I was trying to implement the WSAE-LSTM model from the paper A deep learning framework for financial time series using stacked autoencoders and long-short term memory . In the first step, Wavelet Transform is applied to the Time Series, although the exact implementation is not outlined in the paper.
The paper hints at applying Wavelet Transform to the whole dataset. I was wondering if this leaks data from testing to training? This article also identifies this problem.
From the article-
I’m sure you’ve heard many times that whenever you’re normalizing a time series for a ML model to fit your normalizer on the train set first then apply it to the test set. The reason is quite simple, our ML model behaves like mean reverter so if we normalize our entire dataset in one go we’re basically giving our model the mean value it needs to revert to. I’ll give you a little clue if we knew the future mean value for a time series we wouldn’t need machine learning to tell us what trades to do ;)
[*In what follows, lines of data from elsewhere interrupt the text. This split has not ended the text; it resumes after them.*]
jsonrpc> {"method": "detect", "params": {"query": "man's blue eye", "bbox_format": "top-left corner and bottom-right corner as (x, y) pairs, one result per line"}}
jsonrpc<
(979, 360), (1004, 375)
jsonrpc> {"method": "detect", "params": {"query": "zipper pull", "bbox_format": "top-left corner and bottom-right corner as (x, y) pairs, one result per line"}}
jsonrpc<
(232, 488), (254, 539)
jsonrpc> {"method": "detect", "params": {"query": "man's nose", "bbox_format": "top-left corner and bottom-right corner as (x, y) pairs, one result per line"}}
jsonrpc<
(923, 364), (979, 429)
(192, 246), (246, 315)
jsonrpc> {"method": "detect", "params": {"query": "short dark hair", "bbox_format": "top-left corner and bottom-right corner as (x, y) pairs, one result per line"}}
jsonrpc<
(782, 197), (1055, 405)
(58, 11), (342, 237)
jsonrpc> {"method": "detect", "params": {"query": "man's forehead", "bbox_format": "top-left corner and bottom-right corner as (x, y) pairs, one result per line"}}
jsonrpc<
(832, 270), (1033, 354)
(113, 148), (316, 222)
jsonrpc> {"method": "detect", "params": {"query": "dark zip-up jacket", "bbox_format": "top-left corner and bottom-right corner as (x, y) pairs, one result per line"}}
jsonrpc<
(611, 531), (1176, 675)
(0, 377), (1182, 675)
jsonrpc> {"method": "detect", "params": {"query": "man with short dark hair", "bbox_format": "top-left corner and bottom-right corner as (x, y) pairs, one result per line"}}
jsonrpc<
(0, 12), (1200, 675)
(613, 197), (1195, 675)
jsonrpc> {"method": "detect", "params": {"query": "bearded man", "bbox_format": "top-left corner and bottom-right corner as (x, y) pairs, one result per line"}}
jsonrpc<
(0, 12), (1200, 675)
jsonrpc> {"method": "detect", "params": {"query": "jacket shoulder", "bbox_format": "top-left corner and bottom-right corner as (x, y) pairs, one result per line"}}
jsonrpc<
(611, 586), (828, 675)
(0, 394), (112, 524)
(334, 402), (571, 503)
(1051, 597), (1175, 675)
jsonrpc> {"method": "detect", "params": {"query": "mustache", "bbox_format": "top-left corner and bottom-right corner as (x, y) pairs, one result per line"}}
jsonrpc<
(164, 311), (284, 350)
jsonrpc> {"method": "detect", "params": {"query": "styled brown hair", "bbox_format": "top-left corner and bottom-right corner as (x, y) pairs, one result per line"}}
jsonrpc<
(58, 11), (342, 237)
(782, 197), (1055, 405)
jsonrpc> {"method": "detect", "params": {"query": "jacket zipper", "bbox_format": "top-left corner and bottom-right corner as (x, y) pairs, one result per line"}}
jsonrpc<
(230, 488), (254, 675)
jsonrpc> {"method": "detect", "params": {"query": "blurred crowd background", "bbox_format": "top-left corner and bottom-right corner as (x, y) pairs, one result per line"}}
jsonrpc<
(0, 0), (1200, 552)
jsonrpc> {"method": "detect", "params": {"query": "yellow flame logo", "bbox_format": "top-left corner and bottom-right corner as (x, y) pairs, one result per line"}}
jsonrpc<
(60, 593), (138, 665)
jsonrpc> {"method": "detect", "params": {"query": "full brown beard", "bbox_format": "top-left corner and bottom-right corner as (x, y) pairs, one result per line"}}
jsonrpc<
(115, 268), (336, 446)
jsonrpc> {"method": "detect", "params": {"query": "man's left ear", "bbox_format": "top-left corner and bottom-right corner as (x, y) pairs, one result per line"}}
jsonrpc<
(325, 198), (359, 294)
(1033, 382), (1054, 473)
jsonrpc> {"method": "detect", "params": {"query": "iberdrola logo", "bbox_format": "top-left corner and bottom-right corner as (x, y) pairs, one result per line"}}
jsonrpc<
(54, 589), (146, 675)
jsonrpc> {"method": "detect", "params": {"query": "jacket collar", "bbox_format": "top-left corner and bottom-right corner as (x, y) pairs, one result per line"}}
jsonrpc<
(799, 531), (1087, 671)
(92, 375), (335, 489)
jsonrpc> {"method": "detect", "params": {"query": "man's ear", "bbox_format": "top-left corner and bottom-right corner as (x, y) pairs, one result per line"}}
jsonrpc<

It’s basically the exact same issue as normalising your train and test set in one go. You’re leaking future information into each time step and not even in a small way. In fact you can run a little experiment yourself; the higher a level wavelet transform you apply, miraculously the more “accurate” your ML model’s output becomes.
Can someone tell me if Wavelet Transform "normalizes" the dataset which would lead to data leakage when forecasting? Should it be applied to the whole dataset or only the training dataset?